In some cases the culprits are outdated federal regulations and red tape. Transit agencies nationwide are resorting to cuts in service, layoffs, and fare increases just when Americans need jobs and affordable transportation options. The economic recovery plan includes the largest investment in our nation's infrastructure since the interstate highways were created in the 1950s - but is there still too much focus on those highways?
The economic recovery is threatened by folks not being able to commute to their jobs. James Corless, the Director of Transportation for America, sees a need for change that includes the federal funding of the entire array of transportation in the United States:
“Congress needs to support legislation to allow for greater flexibility in transportation spending for operating assistance, in addition to a serious overhaul of our current funding mechanism and a renewed vision for our transportation system.”

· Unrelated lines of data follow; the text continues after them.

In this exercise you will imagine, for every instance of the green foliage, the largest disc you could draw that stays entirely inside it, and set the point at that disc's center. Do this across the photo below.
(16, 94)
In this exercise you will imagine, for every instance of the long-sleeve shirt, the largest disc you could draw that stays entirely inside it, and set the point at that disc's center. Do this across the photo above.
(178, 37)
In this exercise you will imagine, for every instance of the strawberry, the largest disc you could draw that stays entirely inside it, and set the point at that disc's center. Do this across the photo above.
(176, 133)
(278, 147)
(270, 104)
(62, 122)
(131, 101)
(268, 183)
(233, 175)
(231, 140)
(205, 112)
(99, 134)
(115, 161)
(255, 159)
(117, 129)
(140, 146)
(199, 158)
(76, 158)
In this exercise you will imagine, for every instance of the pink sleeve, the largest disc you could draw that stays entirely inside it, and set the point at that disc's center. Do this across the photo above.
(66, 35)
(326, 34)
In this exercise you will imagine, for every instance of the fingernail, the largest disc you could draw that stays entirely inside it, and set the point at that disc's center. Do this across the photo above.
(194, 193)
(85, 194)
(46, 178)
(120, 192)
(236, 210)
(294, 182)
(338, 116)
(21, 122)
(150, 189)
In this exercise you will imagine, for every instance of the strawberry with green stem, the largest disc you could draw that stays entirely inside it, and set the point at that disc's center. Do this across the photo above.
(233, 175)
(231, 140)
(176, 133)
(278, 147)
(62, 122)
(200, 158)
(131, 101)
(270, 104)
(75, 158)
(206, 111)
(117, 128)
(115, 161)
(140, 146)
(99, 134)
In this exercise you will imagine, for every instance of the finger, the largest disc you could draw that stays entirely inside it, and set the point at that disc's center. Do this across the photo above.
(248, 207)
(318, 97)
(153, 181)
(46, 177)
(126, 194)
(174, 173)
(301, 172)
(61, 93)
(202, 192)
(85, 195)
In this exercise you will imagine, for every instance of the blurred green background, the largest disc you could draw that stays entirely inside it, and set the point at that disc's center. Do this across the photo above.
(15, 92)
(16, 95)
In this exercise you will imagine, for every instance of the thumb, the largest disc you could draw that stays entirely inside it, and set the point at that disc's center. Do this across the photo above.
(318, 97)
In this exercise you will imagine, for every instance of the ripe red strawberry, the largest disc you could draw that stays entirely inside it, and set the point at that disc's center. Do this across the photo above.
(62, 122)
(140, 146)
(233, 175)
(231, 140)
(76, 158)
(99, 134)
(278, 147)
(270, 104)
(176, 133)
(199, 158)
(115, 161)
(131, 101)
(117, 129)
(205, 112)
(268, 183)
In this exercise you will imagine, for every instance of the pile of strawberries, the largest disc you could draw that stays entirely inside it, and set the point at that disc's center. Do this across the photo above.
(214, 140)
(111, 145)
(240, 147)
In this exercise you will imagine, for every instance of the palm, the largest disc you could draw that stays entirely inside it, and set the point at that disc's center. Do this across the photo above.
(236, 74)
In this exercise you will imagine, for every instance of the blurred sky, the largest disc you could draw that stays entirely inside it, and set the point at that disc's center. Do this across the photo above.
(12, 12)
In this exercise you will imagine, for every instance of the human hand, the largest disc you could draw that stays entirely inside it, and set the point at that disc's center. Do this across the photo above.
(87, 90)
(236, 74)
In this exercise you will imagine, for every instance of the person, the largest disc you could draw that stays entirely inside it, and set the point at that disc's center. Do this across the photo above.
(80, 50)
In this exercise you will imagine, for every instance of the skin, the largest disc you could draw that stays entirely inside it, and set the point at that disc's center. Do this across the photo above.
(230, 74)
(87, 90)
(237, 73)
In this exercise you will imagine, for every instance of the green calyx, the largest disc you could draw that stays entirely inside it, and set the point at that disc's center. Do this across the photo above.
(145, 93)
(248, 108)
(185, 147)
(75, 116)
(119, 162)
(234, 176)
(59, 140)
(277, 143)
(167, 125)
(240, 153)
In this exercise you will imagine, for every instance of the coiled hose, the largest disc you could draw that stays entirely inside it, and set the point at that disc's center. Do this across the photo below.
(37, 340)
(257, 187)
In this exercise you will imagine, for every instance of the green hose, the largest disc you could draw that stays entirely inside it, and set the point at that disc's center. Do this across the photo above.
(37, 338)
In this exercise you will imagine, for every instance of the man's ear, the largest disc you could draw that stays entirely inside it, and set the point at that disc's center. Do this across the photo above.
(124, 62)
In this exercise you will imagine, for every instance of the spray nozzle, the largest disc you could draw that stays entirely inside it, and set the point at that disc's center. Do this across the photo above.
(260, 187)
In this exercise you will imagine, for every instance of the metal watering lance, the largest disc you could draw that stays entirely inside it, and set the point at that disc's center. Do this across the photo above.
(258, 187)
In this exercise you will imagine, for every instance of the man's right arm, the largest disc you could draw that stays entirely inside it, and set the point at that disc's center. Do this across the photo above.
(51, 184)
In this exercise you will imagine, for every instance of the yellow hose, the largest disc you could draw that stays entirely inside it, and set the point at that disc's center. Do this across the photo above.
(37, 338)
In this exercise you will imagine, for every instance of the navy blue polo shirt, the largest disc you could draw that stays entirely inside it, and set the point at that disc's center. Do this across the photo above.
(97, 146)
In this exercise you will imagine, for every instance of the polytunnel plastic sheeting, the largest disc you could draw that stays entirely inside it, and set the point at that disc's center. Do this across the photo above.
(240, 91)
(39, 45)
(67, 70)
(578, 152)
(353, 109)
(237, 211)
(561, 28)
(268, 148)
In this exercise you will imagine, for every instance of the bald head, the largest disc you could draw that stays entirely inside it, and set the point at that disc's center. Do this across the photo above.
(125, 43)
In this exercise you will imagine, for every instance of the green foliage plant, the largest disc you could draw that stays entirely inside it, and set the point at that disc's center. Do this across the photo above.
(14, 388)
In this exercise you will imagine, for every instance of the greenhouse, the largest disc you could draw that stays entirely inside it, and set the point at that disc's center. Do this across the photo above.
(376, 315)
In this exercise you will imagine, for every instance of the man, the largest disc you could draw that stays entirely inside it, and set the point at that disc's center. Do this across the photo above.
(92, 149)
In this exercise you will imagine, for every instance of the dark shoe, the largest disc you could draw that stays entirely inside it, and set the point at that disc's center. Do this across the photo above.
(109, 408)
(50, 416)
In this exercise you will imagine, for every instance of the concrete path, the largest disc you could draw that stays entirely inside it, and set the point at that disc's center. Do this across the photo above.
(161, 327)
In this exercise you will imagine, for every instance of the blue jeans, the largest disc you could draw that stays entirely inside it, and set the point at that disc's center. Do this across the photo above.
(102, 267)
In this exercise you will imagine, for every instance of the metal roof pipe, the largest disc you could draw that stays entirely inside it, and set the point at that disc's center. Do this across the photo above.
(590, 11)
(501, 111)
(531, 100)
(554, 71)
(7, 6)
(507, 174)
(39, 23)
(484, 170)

But Congress and even state legislatures are notoriously slow, so unless it's very clear that transportation jobs are integral to the economic recovery changes in transportation and even maintaining what systems are already in place will remain on the back burner legislatively. Transportation just isn't the sort of headline-catching story that a continuing War in Afghanistan or Health Care Insurance reform represents (despite the present administration's laudable efforts.)
Change is going to require local work from committed community activists working to shine the light on the benefits of focusing on transportation for elected officials - whose sense of priority often has more to do with getting press coverage than the urgent challenges required to foster their community. In the United States, 83% of people and 85% of jobs are located in the nation’s metro areas. It just makes sense to make sure those people can afford to get to and from those jobs efficiently - that's the foundation for a vibrant future.
$8.4 billion in public transportation investments from the American Recovery and Reinvestment Act (ARRA) has been set aside for states and local transportation authorities to repair and build America's public transportation infrastructure. Commuters need to tell lawmakers that transit needs a real fix, not a band-aid.
“This current crisis is not just a short-term problem. Given the scale of this recession, next year’s transit agency budgets are likely to be little better. Even in a healthier economy, transit riders will remain caught up in a fluid, unpredictable, and ultimately unhealthy situation.”
Dave Van Hattum,
Policy and Advocacy Program Manager,
These are hard choices, at a critical time. The U.S. needs to make sure that money is spent wisely - that transportation models catch up with best practices elsewhere around the world, with smarter, safer, and cleaner systems that provide access for everyone.